Anders Møller, a scientist at the University of Paris-Sud, says that while Chernobyl might have an “increase in certain birds or certain mammals, we also know they are not in good shape.”
Radioactive materials, specifically cesium-137, an element found at both Chernobyl and Fukushima, cause damage to bodily tissues and even DNA by emitting radiation that can travel dozens of feet.
Regardless, in the absence of human presence and hunting, many species that were previously absent or scarce—including gray wolves, raccoon dogs, and badgers—now live here in significant numbers.
Multiple lines of evidence “support the idea that there are abundant populations of mid- to large-sized mammals in Chernobyl Exclusion Zone,” Beasley says. (Learn more: Could Chernobyl wolves be spreading mutations?)
DMZ of Korea
The Korean Peninsula’s Demilitarized Zone, also known as the DMZ, offers yet another example of a place where wildlife multiply in the absence of humans.

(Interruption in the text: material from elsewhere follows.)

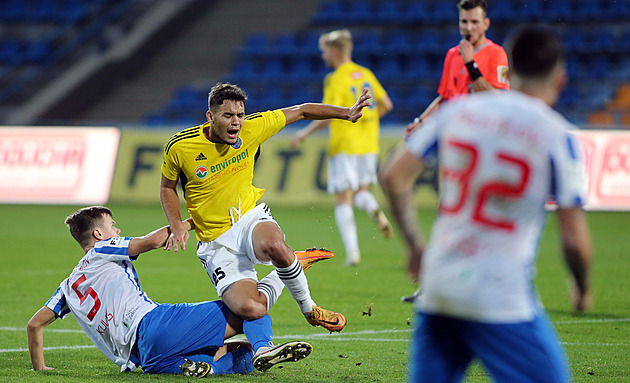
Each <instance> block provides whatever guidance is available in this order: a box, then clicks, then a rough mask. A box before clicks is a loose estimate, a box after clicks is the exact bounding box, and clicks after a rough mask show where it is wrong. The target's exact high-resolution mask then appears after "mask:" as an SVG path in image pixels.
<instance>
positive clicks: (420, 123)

Following the Korean War, North and South Korea established a no-man’s-land between the two countries known as the DMZ. Today it’s still littered with former villages, military hardware, remains of soldiers, and landmines.

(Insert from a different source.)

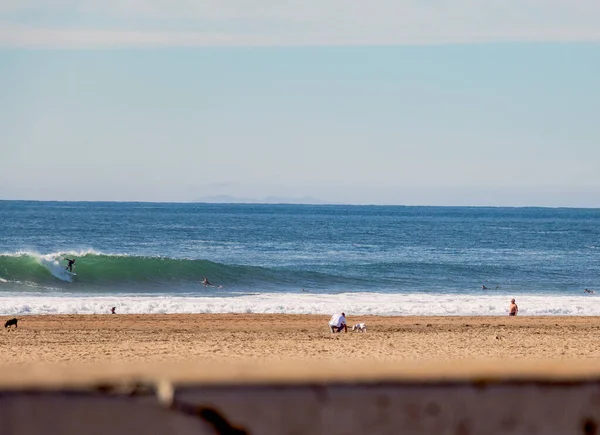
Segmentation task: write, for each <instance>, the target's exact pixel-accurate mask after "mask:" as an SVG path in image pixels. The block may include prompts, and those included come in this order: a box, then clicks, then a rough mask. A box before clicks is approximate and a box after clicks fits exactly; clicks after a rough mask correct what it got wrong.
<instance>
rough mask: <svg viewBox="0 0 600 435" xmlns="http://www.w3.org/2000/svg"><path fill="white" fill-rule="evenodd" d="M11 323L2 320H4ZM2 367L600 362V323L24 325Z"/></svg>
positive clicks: (391, 316)
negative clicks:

A tense semi-peace has reigned for nearly 70 years at this 2.5-mile-wide boundary between the countries. This has allowed rare animals like endangered red-crowned cranes, Asiatic black bears, Korean foxes, and goat-like amur gorals to thrive. (See pictures of wildlife in the DMZ.)
The DMZ itself is recognized by conservationists as one of the most important places for wildlife in East Asia.
As for takeaways from this research and the current pandemic, Hinton says, “it kind of boils down to: We’ve identified the problem, and it’s us.”
“I hope [this] can motivate people to realize we only have one Earth, and maybe we shouldn’t mess it up.”